Proceedings of the International Conference , “Computational Systems and Communication Technology” Jan.,9,2009 - by Lord Venkateshwaraa Engineering College, Kanchipuram Dt.PIN-631 605,INDIA
A SCALABLE WEB USAGE MINING FRAMEWORK
FOR EVOLVING PATTERNS IN DYNAMIC WEBSITES
L. Paul Jasmine Rani 1, T. Kalai Chelvi 2
1:M.E II year (cse), 2: Assistant professor, Department of Computer science and Engineering.
S.A Engineering College, Poonamallee, Chennai-77.

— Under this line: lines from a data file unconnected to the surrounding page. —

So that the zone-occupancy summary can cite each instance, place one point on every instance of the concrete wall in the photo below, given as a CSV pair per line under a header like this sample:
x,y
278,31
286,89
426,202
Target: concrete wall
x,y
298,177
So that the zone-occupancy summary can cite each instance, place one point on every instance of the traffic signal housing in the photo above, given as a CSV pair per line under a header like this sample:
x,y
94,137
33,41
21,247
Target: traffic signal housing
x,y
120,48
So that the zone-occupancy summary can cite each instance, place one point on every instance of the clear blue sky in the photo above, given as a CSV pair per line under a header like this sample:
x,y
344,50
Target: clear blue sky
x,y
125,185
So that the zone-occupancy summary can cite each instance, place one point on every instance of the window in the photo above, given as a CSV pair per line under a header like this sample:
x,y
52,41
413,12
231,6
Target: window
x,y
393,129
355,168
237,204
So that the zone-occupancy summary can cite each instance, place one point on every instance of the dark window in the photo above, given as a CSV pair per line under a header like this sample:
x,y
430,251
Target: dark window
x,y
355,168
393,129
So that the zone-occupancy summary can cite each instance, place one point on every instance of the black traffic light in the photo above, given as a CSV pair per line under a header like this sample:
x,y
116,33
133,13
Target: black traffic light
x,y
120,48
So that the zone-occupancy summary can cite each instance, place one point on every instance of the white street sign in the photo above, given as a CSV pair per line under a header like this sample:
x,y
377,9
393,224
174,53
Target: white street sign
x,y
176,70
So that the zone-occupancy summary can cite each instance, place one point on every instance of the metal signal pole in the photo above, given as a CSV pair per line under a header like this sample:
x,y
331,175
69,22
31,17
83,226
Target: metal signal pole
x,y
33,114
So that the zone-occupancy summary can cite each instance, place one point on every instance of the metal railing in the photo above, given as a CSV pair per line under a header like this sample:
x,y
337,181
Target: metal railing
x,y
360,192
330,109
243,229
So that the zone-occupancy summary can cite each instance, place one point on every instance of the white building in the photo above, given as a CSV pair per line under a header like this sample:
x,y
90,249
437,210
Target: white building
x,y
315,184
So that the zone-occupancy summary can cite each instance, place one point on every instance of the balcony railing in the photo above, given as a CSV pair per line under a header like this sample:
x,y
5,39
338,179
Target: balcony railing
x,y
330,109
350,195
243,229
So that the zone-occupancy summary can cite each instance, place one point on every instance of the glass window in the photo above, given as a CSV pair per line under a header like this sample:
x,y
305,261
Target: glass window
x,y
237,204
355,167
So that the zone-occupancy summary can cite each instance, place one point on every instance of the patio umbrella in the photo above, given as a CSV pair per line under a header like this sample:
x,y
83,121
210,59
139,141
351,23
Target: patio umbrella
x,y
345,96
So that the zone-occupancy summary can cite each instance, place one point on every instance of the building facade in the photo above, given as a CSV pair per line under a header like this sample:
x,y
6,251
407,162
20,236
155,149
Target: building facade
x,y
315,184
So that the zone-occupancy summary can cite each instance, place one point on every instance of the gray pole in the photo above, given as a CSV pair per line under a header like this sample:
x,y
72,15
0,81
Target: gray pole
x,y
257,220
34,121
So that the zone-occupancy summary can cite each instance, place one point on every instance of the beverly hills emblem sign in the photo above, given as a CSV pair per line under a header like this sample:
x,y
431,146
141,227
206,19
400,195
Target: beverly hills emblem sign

This paper presents is a complete framework and findings in mining Web usage patterns from Web log files of a real Web site that has all the challenging aspects of real-life Web usage mining, including evolving user profiles and external data describing an ontology of the Web content. Even though the Web site under study is part of a nonprofit organization that does not “sell” any products, it was crucial to understand “who” the users were, “what” they looked at, and “how their interests changed with time,” all of which are important questions in Customer Relationship Management (CRM). Hence, I present an approach for discovering and tracking evolving user profiles. I can also describe how the discovered user profiles can be enriched with explicit information need that is inferred from search queries extracted from Web log data. Profiles are also enriched with other domain-specific information facets that give a panoramic view of the discovered mass usage modes. An objective validation strategy is also used to assess the quality of the mined profiles, in particular their adaptability in the face of evolving user behavior.
Index Terms — Mining evolving clickstreams, user profiles, Web usage mining, user access patterns.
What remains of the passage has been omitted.